FAMILY FEELINGS

瞬時に消費される情報、断片化されたイメージ、そして視覚の非物質化が支配する時代。いま静かに求められているのは、時を超えて残るもの、確かな実体と重み、深みを備えたものを、もう一度見つけることです。確かな拠り所を求めるこの感覚こそ、LARDINIの思索を形づくる哲学的な原点です。

この共通の原点から、二つの異なる物語が生まれます。その一つが、LARDINIファミリーの中心から生まれたコンセプチュアルな写真作品『FAMILY FEELINGS』です。家族にとって親密な意味を持つ品々や静かな気配は、プライベートな領域を越え、誰もが共有できる普遍的な感情の言語へと変わっていきます。

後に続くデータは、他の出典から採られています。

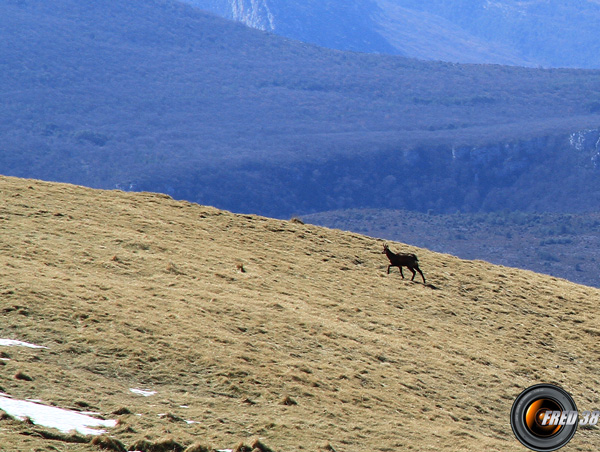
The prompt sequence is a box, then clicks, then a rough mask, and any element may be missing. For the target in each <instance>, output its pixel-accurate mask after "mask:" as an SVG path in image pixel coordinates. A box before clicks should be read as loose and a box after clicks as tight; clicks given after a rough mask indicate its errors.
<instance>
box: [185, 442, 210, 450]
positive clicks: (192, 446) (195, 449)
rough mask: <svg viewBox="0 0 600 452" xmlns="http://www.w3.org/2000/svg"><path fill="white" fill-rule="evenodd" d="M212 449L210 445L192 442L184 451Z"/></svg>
mask: <svg viewBox="0 0 600 452" xmlns="http://www.w3.org/2000/svg"><path fill="white" fill-rule="evenodd" d="M212 451H214V449H211V448H210V447H206V446H205V445H204V444H192V445H191V446H188V448H187V449H186V450H185V452H212Z"/></svg>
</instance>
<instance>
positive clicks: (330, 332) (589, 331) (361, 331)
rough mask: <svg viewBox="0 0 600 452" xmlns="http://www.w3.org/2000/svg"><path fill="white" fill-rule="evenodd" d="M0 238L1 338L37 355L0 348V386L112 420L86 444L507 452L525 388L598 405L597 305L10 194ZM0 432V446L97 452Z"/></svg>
mask: <svg viewBox="0 0 600 452" xmlns="http://www.w3.org/2000/svg"><path fill="white" fill-rule="evenodd" d="M55 212H60V213H61V214H62V215H60V216H56V215H54V213H55ZM0 226H1V227H2V236H1V237H0V294H1V295H2V297H0V337H1V338H9V339H17V340H23V341H27V342H31V343H35V344H38V345H43V346H46V347H48V348H47V349H27V348H22V347H13V348H11V349H10V350H2V352H1V353H4V355H2V356H3V357H4V356H6V359H8V360H7V361H6V360H3V361H2V362H3V363H5V364H4V365H3V366H2V368H1V369H2V372H0V387H1V388H2V389H3V391H4V392H6V393H8V394H10V395H12V396H14V397H17V398H21V399H25V398H30V399H40V400H42V401H43V403H46V404H52V405H56V406H60V407H64V408H72V409H84V406H83V405H82V403H81V402H82V401H84V402H85V404H87V407H85V410H86V411H88V410H94V411H97V412H99V413H101V415H102V416H104V417H106V418H110V419H114V418H115V417H116V416H118V420H119V423H118V426H117V427H116V428H115V429H111V431H110V432H109V433H108V434H107V435H105V436H109V437H111V438H114V439H115V440H117V441H119V442H120V443H122V444H123V445H124V446H125V447H126V448H127V449H130V450H152V448H156V447H158V446H157V445H158V444H163V445H164V444H170V446H169V445H167V446H166V447H167V449H168V447H172V448H174V449H177V450H185V449H186V448H189V447H192V446H194V445H197V444H198V438H201V439H202V441H203V442H204V441H205V442H206V444H211V445H215V446H217V447H216V448H217V449H224V448H232V447H234V446H235V445H236V444H238V445H240V444H241V445H244V444H250V446H244V447H250V448H251V449H250V450H252V449H257V448H258V449H259V450H261V448H260V447H258V445H259V443H260V444H262V445H263V446H264V445H265V444H268V446H269V448H271V450H273V451H286V452H287V451H301V450H319V449H323V447H324V446H323V445H324V444H325V445H327V447H326V448H325V449H324V450H336V451H346V452H352V451H362V450H371V451H383V450H408V449H411V448H412V449H414V450H420V451H428V450H430V451H438V450H453V451H480V450H486V451H503V452H504V451H521V450H522V446H521V445H520V444H519V443H518V442H517V441H516V439H515V438H514V437H513V435H512V432H511V430H510V426H509V424H508V415H509V412H510V408H511V406H512V403H513V401H514V399H515V397H516V396H517V395H518V394H519V393H520V392H521V391H522V390H523V389H524V388H526V387H528V386H530V385H532V384H535V383H540V382H553V383H557V384H559V385H561V386H563V387H564V388H565V389H566V390H567V391H568V392H570V393H571V394H572V395H573V397H574V399H575V401H576V403H577V405H578V407H580V408H582V409H595V408H597V407H598V406H599V405H600V392H599V390H598V388H599V387H600V377H599V376H598V375H600V372H599V370H600V368H599V367H598V364H597V363H598V360H597V357H598V354H599V353H600V346H599V344H598V341H597V339H598V325H599V324H600V316H599V315H598V313H597V304H598V301H600V291H599V290H597V289H593V288H589V287H584V286H579V285H576V284H572V283H569V282H567V281H564V280H561V279H557V278H552V277H548V276H543V275H538V274H535V273H532V272H528V271H522V270H517V269H513V268H507V267H501V266H494V265H490V264H488V263H486V262H482V261H464V260H460V259H457V258H456V257H453V256H449V255H444V254H438V253H432V252H430V251H428V250H425V249H416V248H414V247H410V246H407V245H404V244H401V243H390V246H391V247H393V248H394V249H395V250H397V251H400V252H414V253H416V254H417V255H418V256H419V262H420V266H421V269H422V270H423V272H424V273H425V274H426V275H427V280H428V283H430V284H431V285H428V286H425V285H423V284H421V283H418V282H411V281H409V280H402V278H401V277H400V275H399V274H397V273H395V274H390V275H387V274H386V268H387V264H388V263H387V259H386V257H385V256H384V255H382V254H381V247H382V241H381V240H378V239H376V238H372V237H366V236H361V235H358V234H352V233H347V232H342V231H337V230H329V229H325V228H320V227H315V226H311V225H308V224H299V223H294V222H290V221H280V220H273V219H268V218H263V217H258V216H254V215H235V214H232V213H229V212H224V211H221V210H218V209H215V208H212V207H206V206H200V205H196V204H191V203H187V202H182V201H175V200H172V199H169V198H166V197H164V196H159V195H155V194H151V193H124V192H118V191H100V190H92V189H87V188H82V187H76V186H71V185H64V184H53V183H44V182H39V181H32V180H21V179H15V178H4V177H0ZM114 257H117V259H114ZM240 262H243V267H244V269H245V271H244V272H241V271H240V270H239V269H238V268H237V265H238V264H239V263H240ZM17 372H22V373H23V374H25V375H31V376H35V379H33V380H32V381H25V380H21V379H15V378H13V376H14V375H16V374H17ZM132 388H140V389H145V390H152V391H156V394H155V395H152V396H149V397H143V396H141V395H138V394H134V393H132V392H131V391H130V389H132ZM286 397H289V398H290V400H293V401H295V402H296V404H284V403H282V401H283V400H285V398H286ZM123 407H127V411H125V410H123ZM165 414H168V416H167V415H165ZM173 420H178V421H177V422H173ZM181 420H183V421H185V422H182V421H181ZM0 432H1V434H2V441H3V443H2V444H11V445H14V448H15V450H36V449H39V450H46V449H48V448H49V447H51V446H52V447H55V446H54V445H57V444H65V447H68V450H69V451H73V452H83V451H85V452H90V451H94V450H96V451H97V450H100V448H99V445H92V444H90V439H89V438H79V437H77V439H78V440H80V441H81V442H77V441H76V442H69V435H59V434H54V433H52V432H50V431H49V430H48V429H41V428H40V427H39V426H33V425H27V424H24V423H22V422H17V421H14V420H10V419H4V420H0ZM39 432H43V433H39ZM597 432H598V430H597V429H581V430H580V431H578V432H577V434H576V435H575V437H574V439H573V440H572V441H571V443H570V444H569V447H572V448H573V450H593V449H595V448H597V447H598V446H599V445H600V440H599V438H598V433H597ZM51 437H52V438H51ZM165 438H166V440H165ZM255 439H258V442H259V443H256V444H254V443H253V441H254V440H255ZM168 441H172V443H168ZM255 446H257V447H255ZM11 447H12V446H11ZM56 447H59V446H56ZM60 447H62V446H60ZM60 447H59V448H60ZM240 447H241V446H240ZM264 447H265V448H266V446H264ZM267 449H268V448H267ZM267 449H265V450H267ZM65 450H67V449H65Z"/></svg>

一枚一枚の写真が、親しみや自らのルーツに対する深い感覚を呼び覚まします。個人の記憶はやがて、誰かと分かち合う帰属意識の体験へと広がっていきます。

FAMILY FEELINGS

それと呼応するように、2026-27年秋冬コレクション『LE ORIGINI』が形づくられます。ここでは、記憶が確かな重みと質感を伴って現れます。身体を包み込むウール、温かなフランネル、そしてサルトリアの仕立てが、守られているという感覚と、時を超えて続くつながりを呼び起こします。過去は、現在を確かな意識とともに生きるための揺るぎない礎となり、アイデンティティは、いつでも帰ることのできる場所として再び見いだされます。

LARDINIを纏うことは、こうして極めて親密な行為となります。それは、家の温もりと価値を内に宿す、生きたエレガンスなのです。